But of course the numbers of reading problems that we have go far beyond that. There are so many children, certainly more than three-to-five percent, who struggle to learn to read. Obviously, their struggles are much more with whether they’re being taught, how well they’re being taught, and what they’re social situation is doing to support them – both at home and in the school. I guess the easiest way to sum it up is we’re not doing as good of a job as we need to do as parents or as teachers and that obviously has to change.

David Boulton:  We said earlier that the process of how well children learn to read is all but fating their development in life. About three-to-five percent of children have some neurological disadvantage taking off in the process. The rest of the children that are struggling are struggling for a variety of different reasons, but effectively it has to do with how we as adults are building ‘on-ramps’ into reading that will actually work for them.

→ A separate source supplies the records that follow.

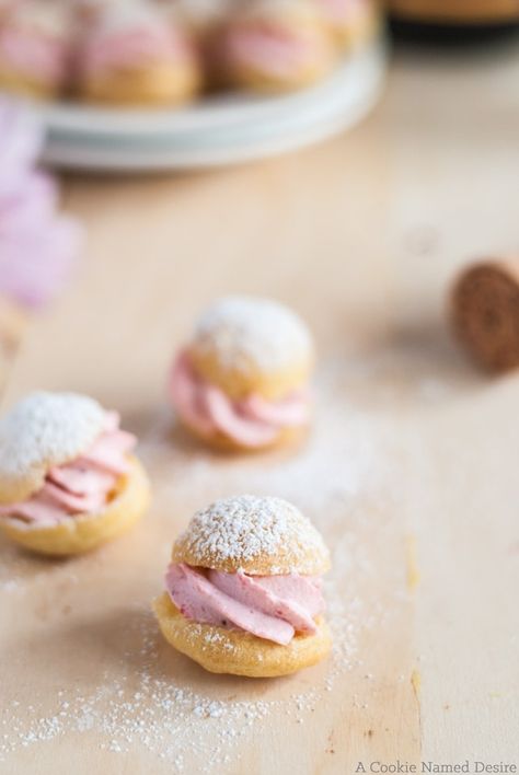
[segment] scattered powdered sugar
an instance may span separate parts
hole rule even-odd
[[[31,393],[0,421],[0,490],[45,475],[93,443],[105,412],[96,401],[76,393]],[[0,498],[1,500],[1,498]]]
[[[254,495],[220,499],[198,511],[177,546],[209,567],[286,555],[295,571],[304,572],[309,556],[315,565],[327,556],[321,535],[299,509],[281,498]]]
[[[250,693],[241,692],[245,698],[237,696],[238,686],[230,698],[226,697],[229,690],[219,693],[222,698],[212,696],[214,689],[195,691],[188,681],[175,679],[174,671],[161,666],[161,653],[169,647],[150,612],[135,606],[130,632],[125,635],[132,650],[123,652],[115,667],[100,672],[99,683],[89,692],[68,685],[57,689],[51,697],[33,691],[31,704],[23,708],[16,699],[4,704],[0,762],[13,761],[20,749],[88,736],[96,740],[99,751],[124,754],[143,749],[175,773],[193,772],[194,766],[203,773],[221,773],[231,762],[235,766],[249,741],[264,730],[273,714],[282,716],[286,724],[309,721],[323,692],[332,691],[337,676],[358,667],[357,637],[366,626],[364,608],[333,583],[328,582],[327,593],[334,652],[325,674],[311,689],[273,690],[267,698],[255,699],[246,698],[254,694],[254,682]]]
[[[312,337],[303,321],[272,299],[224,297],[199,321],[194,346],[216,354],[223,367],[242,373],[278,371],[312,355]]]
[[[45,750],[50,751],[45,755],[53,755],[51,751],[60,750],[59,741],[66,739],[68,745],[78,749],[88,745],[89,761],[97,761],[100,766],[131,771],[132,760],[127,756],[135,754],[147,762],[143,766],[157,773],[239,772],[246,768],[247,751],[257,747],[258,739],[279,738],[276,729],[280,724],[287,730],[291,725],[299,729],[301,725],[327,724],[325,706],[330,693],[337,693],[346,709],[365,712],[368,687],[376,681],[377,669],[370,662],[369,650],[364,648],[367,633],[370,629],[378,633],[381,622],[393,615],[387,591],[383,605],[378,598],[381,583],[378,552],[385,545],[384,525],[379,530],[380,520],[377,522],[381,550],[373,546],[372,524],[378,499],[388,497],[391,435],[380,417],[345,403],[342,390],[336,372],[323,365],[316,385],[318,421],[311,438],[299,449],[254,458],[216,455],[203,447],[189,446],[187,439],[184,443],[178,439],[172,443],[171,414],[159,407],[141,436],[140,455],[154,477],[155,507],[150,520],[160,520],[161,527],[160,533],[157,525],[152,525],[151,532],[155,539],[162,536],[163,545],[157,545],[154,539],[146,543],[145,537],[140,552],[140,546],[132,544],[136,569],[151,564],[158,568],[157,588],[155,581],[148,588],[145,586],[139,602],[127,603],[120,628],[117,623],[111,624],[108,631],[103,627],[99,638],[95,622],[93,634],[89,625],[86,637],[95,644],[109,639],[113,633],[114,648],[100,649],[96,670],[88,671],[86,689],[76,675],[81,673],[81,655],[88,655],[89,650],[79,656],[73,653],[74,646],[82,648],[85,631],[81,629],[73,640],[67,629],[71,655],[66,663],[69,670],[73,666],[74,680],[70,680],[70,673],[61,678],[58,663],[53,668],[54,684],[46,685],[43,676],[42,682],[31,683],[28,705],[20,704],[18,697],[22,694],[2,692],[0,761],[19,766],[23,750],[42,745],[43,755],[45,744]],[[165,569],[170,540],[178,528],[200,506],[237,491],[256,493],[251,500],[245,499],[245,505],[253,507],[270,500],[263,495],[296,502],[332,551],[332,571],[325,576],[326,617],[334,638],[332,656],[311,671],[281,681],[220,679],[186,667],[184,658],[163,640],[148,608],[149,598],[161,591],[160,572]],[[273,500],[277,513],[277,505],[285,501]],[[370,504],[374,509],[370,510]],[[287,506],[290,514],[299,514],[298,509]],[[182,508],[180,516],[178,508]],[[268,525],[268,510],[265,519]],[[390,522],[387,529],[393,530]],[[273,539],[266,532],[266,536],[260,534],[254,541],[262,546],[265,542],[270,545]],[[284,530],[275,532],[277,539],[282,534]],[[222,541],[221,551],[235,551],[232,542],[229,548],[227,539]],[[64,603],[72,603],[95,574],[108,572],[108,565],[109,574],[128,572],[128,554],[120,547],[118,555],[116,545],[106,554],[78,558],[70,565],[39,563],[16,554],[15,550],[10,554],[4,546],[1,551],[7,570],[0,578],[0,593],[7,595],[13,611],[19,604],[25,606],[27,601],[33,604],[34,594],[55,601],[58,590]],[[146,558],[149,551],[153,553],[150,564]],[[119,566],[114,563],[117,557]],[[164,565],[159,568],[162,562]],[[50,589],[51,593],[46,591]],[[111,594],[108,586],[107,599]],[[103,602],[99,601],[100,616]],[[394,610],[397,605],[396,601]],[[60,621],[60,626],[65,626],[65,620]],[[54,632],[53,644],[60,629]],[[219,635],[212,633],[209,637]],[[372,639],[373,634],[369,637]],[[56,653],[65,659],[59,646],[58,639]],[[31,657],[25,651],[20,659],[42,663],[38,648],[34,648]],[[16,660],[15,651],[9,653],[11,660]],[[16,670],[21,669],[16,664]],[[364,676],[371,678],[364,680]],[[356,691],[350,691],[353,684]],[[16,691],[12,684],[8,686],[10,692]],[[49,741],[55,741],[51,749],[47,748]],[[108,756],[120,759],[112,764],[111,759],[105,759]]]

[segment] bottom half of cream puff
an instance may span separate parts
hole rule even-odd
[[[115,413],[77,458],[48,467],[28,497],[0,506],[0,529],[34,552],[72,555],[126,532],[145,512],[147,474],[132,454],[136,439],[117,428]]]
[[[219,32],[212,66],[230,86],[286,92],[331,72],[336,54],[319,18],[239,19]]]
[[[298,539],[297,531],[291,530],[292,522],[275,550],[275,559],[272,553],[269,556],[265,543],[265,551],[260,552],[255,560],[247,562],[246,542],[257,546],[257,536],[262,534],[268,542],[265,535],[269,530],[274,536],[284,533],[285,525],[280,523],[278,528],[269,519],[272,505],[274,509],[279,504],[285,510],[292,507],[276,498],[242,496],[212,505],[201,512],[203,519],[215,507],[227,508],[222,504],[230,505],[228,524],[217,514],[216,520],[212,517],[207,520],[208,530],[204,527],[200,530],[199,513],[187,534],[175,544],[173,563],[165,576],[165,591],[154,603],[164,637],[178,651],[216,673],[268,678],[287,675],[315,664],[331,648],[320,572],[327,567],[327,557],[323,554],[320,536],[312,547],[313,534],[308,524],[303,525]],[[269,529],[266,522],[262,524],[262,517],[256,519],[257,509],[269,514]],[[247,510],[252,524],[241,518]],[[241,520],[238,529],[232,525],[234,518]],[[282,519],[281,516],[281,522]],[[242,535],[237,540],[240,531]],[[241,547],[230,563],[218,556],[219,545],[221,547],[227,541],[226,533]],[[204,535],[201,540],[200,535]],[[311,540],[304,546],[309,535]],[[203,543],[215,547],[215,552],[209,551],[212,559],[207,559],[206,554],[205,565],[194,565],[205,554],[199,551]],[[298,562],[301,546],[305,557]],[[240,567],[242,565],[245,567]]]
[[[78,93],[88,102],[126,105],[177,105],[200,90],[203,74],[191,41],[146,31],[102,35],[79,55]]]
[[[187,351],[175,360],[169,392],[182,423],[204,441],[229,450],[261,450],[301,437],[309,425],[312,397],[295,379],[292,389],[273,398],[257,392],[230,396],[201,377]]]

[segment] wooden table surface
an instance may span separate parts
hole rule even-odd
[[[66,181],[88,255],[28,327],[3,404],[72,389],[118,408],[154,500],[90,556],[0,543],[1,773],[519,765],[519,381],[474,370],[446,320],[455,270],[519,246],[518,83],[517,44],[408,51],[373,115],[327,144]],[[300,449],[226,458],[174,428],[172,354],[235,291],[292,304],[314,331],[318,415]],[[243,491],[293,500],[333,550],[335,651],[290,679],[206,674],[150,613],[176,532]]]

Dr. Timothy Shanahan:  No matter what the reason why they’re having trouble, it’s so important in their lives that we as adults find ways of overcoming whatever those problems are. Whether that is some form of a special kind of education or extra education for kids who have learning problems, but also our willingness to adjust what we’re doing for all the kids as we see aren’t succeeding; and being really vigilant about that. Not letting kids slip through the cracks. Not failing to notice when Johnny is falling behind. There’s nothing sadder than seeing a youngster who maybe doesn’t have a major problem, but nobody has done anything to help sufficiently. 

Racial Inequities & NAEP:

David Boulton:  Right, just drowning - not being met in this confusion. The NAEP report – eighty-eight percent of fourth grade African-American children are reading below proficient. The trajectory continues, eighty-four percent of African-American children leaving the twelfth grade are still below proficiency. The general aggregate is sixty-four percent of the nation’s children are below proficient in the twelfth grade.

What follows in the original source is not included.